Un propriétaire peut se voir imposé un preneur avec lequel il sera lié par un bail, dans l'hypothèse où l'exploitant antérieur ne se trouve pas en règle avec le contrôle des structures des exploitations agricoles.

Un tel bail "forcé" découle des dispositions de l'article L 331-10 du Code rural et de la pêche maritime.

Au préalable, cette procédure suppose que tel fonds soit mis en valeur par un exploitant qui contrevient au contrôle des structures.
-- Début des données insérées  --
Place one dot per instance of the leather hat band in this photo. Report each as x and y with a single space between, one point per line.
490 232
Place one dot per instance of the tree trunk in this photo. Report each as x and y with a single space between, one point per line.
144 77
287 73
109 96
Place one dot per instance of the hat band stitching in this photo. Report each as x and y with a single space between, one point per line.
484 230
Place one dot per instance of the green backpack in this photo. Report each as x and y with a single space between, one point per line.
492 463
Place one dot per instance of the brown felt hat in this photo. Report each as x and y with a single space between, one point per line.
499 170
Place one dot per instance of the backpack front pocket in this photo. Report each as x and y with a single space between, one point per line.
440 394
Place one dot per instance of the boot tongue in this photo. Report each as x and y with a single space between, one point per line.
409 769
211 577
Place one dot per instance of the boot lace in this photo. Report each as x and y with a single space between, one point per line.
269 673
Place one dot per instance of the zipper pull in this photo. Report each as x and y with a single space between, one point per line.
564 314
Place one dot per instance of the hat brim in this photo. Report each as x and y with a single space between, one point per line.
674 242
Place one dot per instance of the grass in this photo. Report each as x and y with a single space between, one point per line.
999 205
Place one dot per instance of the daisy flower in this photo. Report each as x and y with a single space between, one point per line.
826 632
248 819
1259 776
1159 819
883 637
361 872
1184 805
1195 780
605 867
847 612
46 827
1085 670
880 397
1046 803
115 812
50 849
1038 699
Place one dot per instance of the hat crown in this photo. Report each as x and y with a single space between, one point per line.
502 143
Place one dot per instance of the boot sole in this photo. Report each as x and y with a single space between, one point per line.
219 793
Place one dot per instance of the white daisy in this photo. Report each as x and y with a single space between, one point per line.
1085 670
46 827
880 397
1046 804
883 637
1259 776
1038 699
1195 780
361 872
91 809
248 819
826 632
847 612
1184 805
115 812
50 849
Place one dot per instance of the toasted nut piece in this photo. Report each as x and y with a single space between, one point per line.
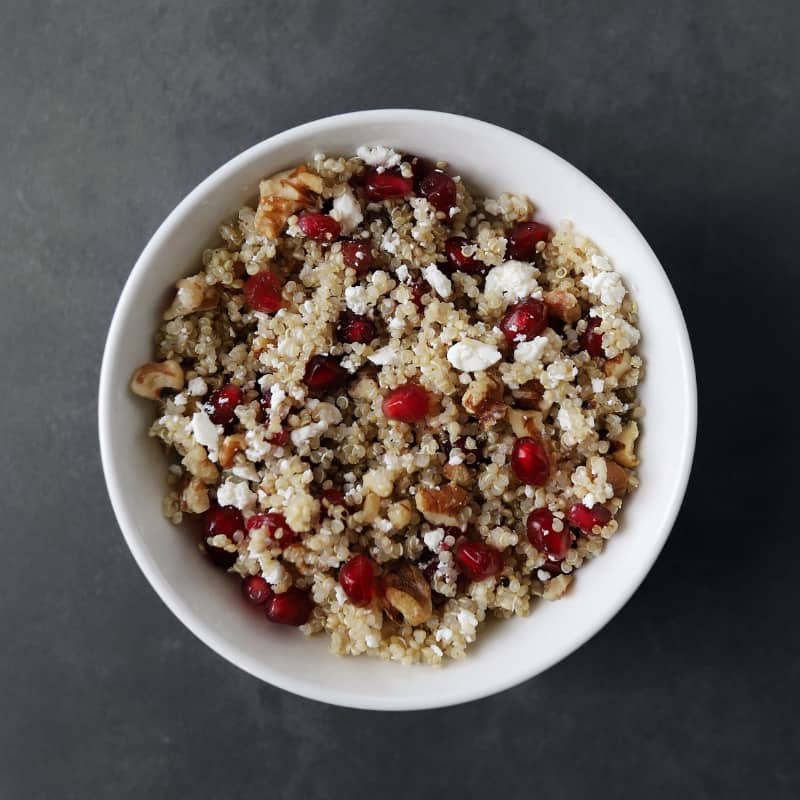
616 367
483 398
627 437
460 474
151 379
616 477
369 509
443 505
193 294
197 462
525 423
407 594
400 513
231 445
282 195
194 497
556 586
563 305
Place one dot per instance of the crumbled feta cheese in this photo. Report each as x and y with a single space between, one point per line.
470 355
607 286
439 282
356 299
379 156
197 387
385 355
206 433
531 352
236 494
513 280
347 211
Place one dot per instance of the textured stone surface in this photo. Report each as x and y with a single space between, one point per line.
685 112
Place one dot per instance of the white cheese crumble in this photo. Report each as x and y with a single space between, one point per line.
206 433
379 156
512 280
236 494
439 282
470 355
531 352
347 211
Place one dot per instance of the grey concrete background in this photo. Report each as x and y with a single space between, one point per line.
685 112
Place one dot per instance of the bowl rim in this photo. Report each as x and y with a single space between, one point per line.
197 624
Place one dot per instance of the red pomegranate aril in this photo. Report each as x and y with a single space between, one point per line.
355 328
524 237
407 403
591 340
292 607
358 255
439 189
223 520
478 560
456 258
386 185
274 524
262 292
222 403
256 590
586 518
530 462
524 320
543 536
319 227
324 373
357 578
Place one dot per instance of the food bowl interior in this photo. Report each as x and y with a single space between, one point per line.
491 160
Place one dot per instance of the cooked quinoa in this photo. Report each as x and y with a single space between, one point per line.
387 431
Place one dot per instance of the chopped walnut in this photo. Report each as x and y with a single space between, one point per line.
444 505
285 194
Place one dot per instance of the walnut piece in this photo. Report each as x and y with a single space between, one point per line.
282 195
407 595
444 505
563 305
193 294
152 378
483 398
626 439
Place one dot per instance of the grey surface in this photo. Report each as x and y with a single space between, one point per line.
685 112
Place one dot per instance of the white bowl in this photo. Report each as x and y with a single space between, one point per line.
208 602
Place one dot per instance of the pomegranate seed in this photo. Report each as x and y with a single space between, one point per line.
591 339
457 259
439 189
586 518
407 403
419 288
478 560
324 373
355 328
275 527
357 578
262 292
319 227
359 256
222 403
386 185
541 534
524 320
292 607
256 590
530 462
524 237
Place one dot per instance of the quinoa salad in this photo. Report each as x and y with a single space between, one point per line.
395 408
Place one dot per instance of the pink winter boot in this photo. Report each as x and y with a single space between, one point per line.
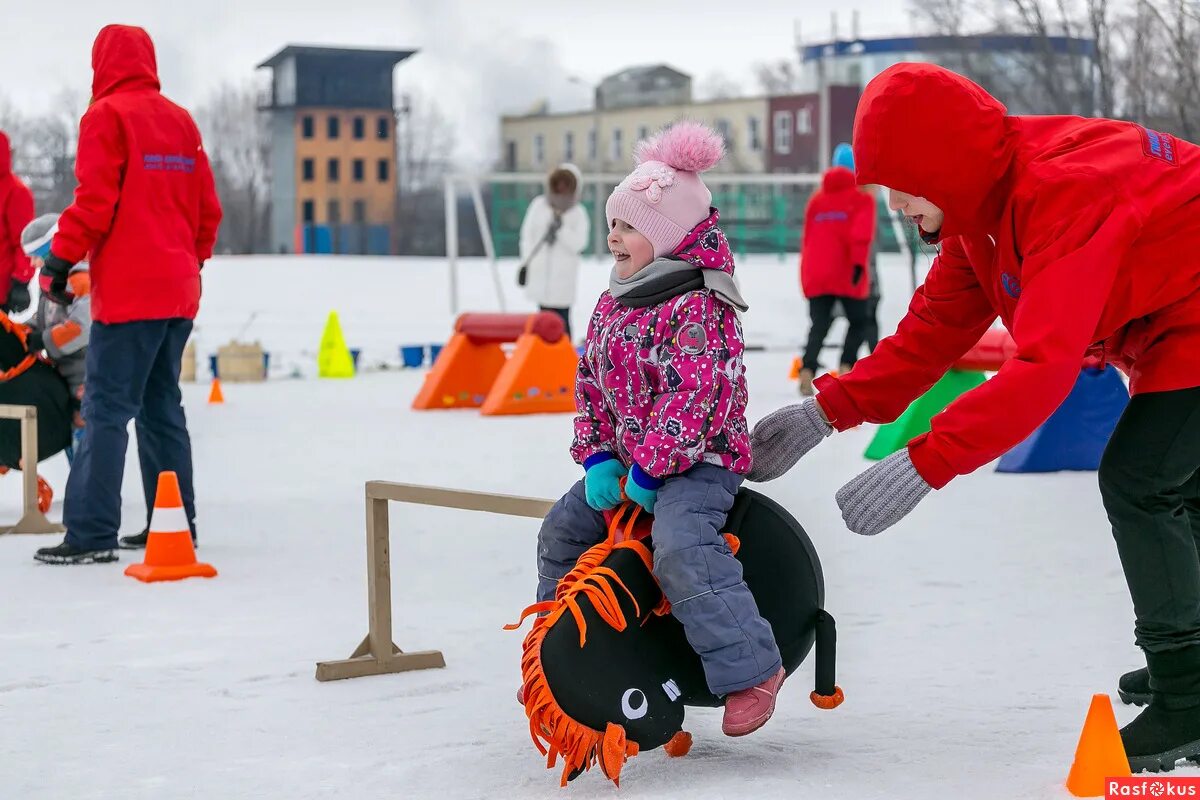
748 709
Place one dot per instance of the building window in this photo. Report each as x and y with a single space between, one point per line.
804 121
783 132
539 149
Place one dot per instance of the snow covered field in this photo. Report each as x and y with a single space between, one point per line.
971 636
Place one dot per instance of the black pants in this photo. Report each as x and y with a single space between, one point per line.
565 313
1150 480
821 312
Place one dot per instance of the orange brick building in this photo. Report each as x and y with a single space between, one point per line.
333 149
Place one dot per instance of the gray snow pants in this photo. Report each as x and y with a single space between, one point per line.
694 566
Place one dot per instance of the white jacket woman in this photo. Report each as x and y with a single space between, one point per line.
557 220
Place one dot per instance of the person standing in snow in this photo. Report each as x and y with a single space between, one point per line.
553 233
147 211
16 212
1083 235
839 226
661 400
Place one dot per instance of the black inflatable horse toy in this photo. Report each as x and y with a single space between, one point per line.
607 669
29 380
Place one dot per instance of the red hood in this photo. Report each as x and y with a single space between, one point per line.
838 179
927 131
5 156
123 58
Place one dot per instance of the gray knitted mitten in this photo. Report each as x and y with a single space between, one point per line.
882 495
783 437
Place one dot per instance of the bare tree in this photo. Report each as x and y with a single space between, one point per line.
238 144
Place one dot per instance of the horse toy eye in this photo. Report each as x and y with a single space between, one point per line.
634 704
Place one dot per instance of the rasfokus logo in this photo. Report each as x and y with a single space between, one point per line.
1151 787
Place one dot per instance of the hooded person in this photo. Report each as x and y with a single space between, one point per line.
16 212
839 226
145 216
1083 236
553 233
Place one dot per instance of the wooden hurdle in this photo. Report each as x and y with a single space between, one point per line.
378 655
33 521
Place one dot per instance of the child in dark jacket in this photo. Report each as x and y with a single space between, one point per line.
661 401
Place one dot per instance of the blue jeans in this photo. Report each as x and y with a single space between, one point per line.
132 374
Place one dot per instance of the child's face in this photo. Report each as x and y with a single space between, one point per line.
631 250
918 209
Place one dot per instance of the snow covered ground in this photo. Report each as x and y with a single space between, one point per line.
971 636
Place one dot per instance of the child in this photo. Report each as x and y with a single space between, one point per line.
553 233
661 404
839 224
61 325
1081 234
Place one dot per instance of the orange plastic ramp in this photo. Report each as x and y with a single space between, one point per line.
462 376
539 378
Le contrevenant peut être, soit le propriétaire lui-même (situation de faire-valoir direct), soit l'exploitant choisi par ce dernier (faire-valoir indirect : prêt usage, bail rural, ....).

L'exploitant en place peut se trouver en contravention, soit parce qu'il n'a pas demandé d'autorisation d'exploiter alors que sa situation l'exige (1), soit parce que, ayant essuyé un refus d'exploiter de la part de l'administration, il continue, malgré tout, à mettre en valeur le fonds (2).

(1) Si l'exploitant en place n'a pas déposé de demande d'autorisation d'exploiter alors qu'il doit le faire (agrandissement au-delà du seuil de contrôle par exemple), l'administration peut lui délivrer une mise en demeure de présenter une telle demande dans un délai qu'elle détermine (lequel délai ne peut être inférieur à un mois).

Passé ce délai et dans le cas où l'exploitant n'aurait pas obtempéré, l'administration peut alors lui notifier une seconde mise en demeure : mise en demeure de cesser l'exploitation (dans un délai de même durée).

(2) A supposer que l'exploitant ait bien déposé la demande d'autorisation d'exploiter (soit spontanément, soit après avoir reçu une mise en demeure de déposer une telle demande), mais qu'il ait essuyé un refus (en particulier parce qu'un concurrent a bénéficié de l'autorisation d'exploiter le même fonds), et dans l'hypothèse où il continuerait à mettre en valeur les terres, l'administration peut alors lui notifier une mise en demeure de cesser l'exploitation dans un délai de même durée.

Si, dans l'un ou l'autre de ces cas de figure, le propriétaire n'a pas retenu un nouvel exploitant à l'expiration de l'année culturale au cours de laquelle la mise en demeure de cesser l'exploitation est devenue définitive, toute personne intéressée peut saisir le tribunal paritaire des baux ruraux pour que lui soit accordé le droit d'exploiter le fonds. La décision alors rendue vaudra bail, le tribunal devant fixer le montant du fermage ainsi que les conditions de jouissance.

Une telle issue suppose toutefois que plusieurs conditions soient satisfaites.

Que la mise en demeure de cesser l'exploitation adressée à l'exploitant en place soit définitive, les recours possibles étant alors épuisés.

Que l'administration accepte de communiquer au concurrent (la personne intéressée) la copie des mises en demeure et des décisions judiciaires rendues si ces mises en demeure ont fait l'objet de recours.

Que la "personne intéressée" soit elle-même en règle avec le contrôle des structures, soit parce que l'opération est libre en ce qui la concerne, soit parce qu'elle est munie d'une autorisation d'exploiter dans le cas inverse.

Il conviendrait également que soit clarifié le devenir du droit d'exploiter dont bénéficiait juqu'alors l'exploitant en place, en particulier lorsqu'il était titulaire d'un bail consenti par le propriétaire. En effet, les mises en demeure notifiées au preneur n'ont pas pour effet, en elles-même, de mettre fin à ce bail et on voit mal comment le tribunal pourrait accorder un bail au profit de la "personne intéressée" tant qu'il n'a pas été mis fin au bail en cours.